Get everyone selling
Since you’re helming the operation, you probably do most (if not all) of the high-level selling. You meet the CEOs and the upper-ups, representing the business in the most well-rounded way and having the authority to make assurances about potential performance. That’s great — that’s what a leader should do — but it isn’t enough. You need everyone selling.
Does that mean sending your new assistant to make the next big pitch? No, of course not. It just means using everyone in your business to help cultivate sales opportunities. Arm everyone with a basic pitch for the business (a few lines explaining what you do and how someone can learn more) and encourage them to make an effort when talking to someone who could be a client.
If your trainee’s mother’s sister’s husband’s colleague happens to be in need of a business like yours, you might just find that empowering said trainee to be proactive in hunting for sales proves surprisingly lucrative. This team is working hard and can boost your small biz profits very quickly.
Maximize each sale
How much is an individual sale worth? Ideally, as much as possible, but it’s easy to get wrapped up in the excitement of making a sale that you just count it as a win and move on. Instead of doing that, try to squeeze more value out of each sale.

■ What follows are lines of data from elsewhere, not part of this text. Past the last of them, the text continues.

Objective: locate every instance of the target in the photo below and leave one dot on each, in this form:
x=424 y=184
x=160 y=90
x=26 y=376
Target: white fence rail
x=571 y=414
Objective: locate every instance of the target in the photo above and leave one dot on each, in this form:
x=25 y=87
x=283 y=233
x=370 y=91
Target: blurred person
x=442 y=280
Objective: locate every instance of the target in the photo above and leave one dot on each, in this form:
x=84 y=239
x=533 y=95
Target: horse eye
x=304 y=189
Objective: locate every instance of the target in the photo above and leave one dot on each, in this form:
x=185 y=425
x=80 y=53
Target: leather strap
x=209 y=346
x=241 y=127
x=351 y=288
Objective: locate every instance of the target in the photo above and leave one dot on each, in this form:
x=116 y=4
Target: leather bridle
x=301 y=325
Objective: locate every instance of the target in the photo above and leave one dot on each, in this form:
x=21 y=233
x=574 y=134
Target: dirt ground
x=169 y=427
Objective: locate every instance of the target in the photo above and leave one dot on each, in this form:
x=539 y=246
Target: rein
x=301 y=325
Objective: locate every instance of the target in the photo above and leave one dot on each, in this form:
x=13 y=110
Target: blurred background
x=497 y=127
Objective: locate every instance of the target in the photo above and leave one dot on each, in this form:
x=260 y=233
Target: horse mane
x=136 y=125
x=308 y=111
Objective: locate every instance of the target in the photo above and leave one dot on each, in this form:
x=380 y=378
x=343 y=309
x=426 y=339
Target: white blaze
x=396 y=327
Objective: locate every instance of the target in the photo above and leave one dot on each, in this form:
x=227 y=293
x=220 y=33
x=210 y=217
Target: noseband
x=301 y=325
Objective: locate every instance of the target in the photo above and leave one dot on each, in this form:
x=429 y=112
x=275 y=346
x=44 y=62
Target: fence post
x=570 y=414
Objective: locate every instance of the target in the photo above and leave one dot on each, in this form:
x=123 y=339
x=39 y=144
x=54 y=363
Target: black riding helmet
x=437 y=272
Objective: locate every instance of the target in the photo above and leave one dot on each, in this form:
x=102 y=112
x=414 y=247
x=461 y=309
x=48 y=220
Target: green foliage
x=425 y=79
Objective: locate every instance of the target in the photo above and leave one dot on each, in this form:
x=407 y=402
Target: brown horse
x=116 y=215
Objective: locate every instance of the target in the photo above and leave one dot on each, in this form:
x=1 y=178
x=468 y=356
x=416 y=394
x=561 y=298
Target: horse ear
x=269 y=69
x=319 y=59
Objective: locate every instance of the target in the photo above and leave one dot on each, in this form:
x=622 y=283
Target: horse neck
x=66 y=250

Imagine yourself as a car salesperson — you’ve already talked someone into buying the car, but now it’s time to talk about the seat covers, the wheels, the extra-care services, the advanced owner packs…
You can mess this up, of course — push too hard and lose a sale. You need to be careful and read the room, only pushing to boost the sale if you detect sufficient interest. But you might be amazed by how often people will be willing to spend more if you give them a shiny product or service to consider. Once you’ve made the decision to buy, everything after that is just an extension of that fundamental decision.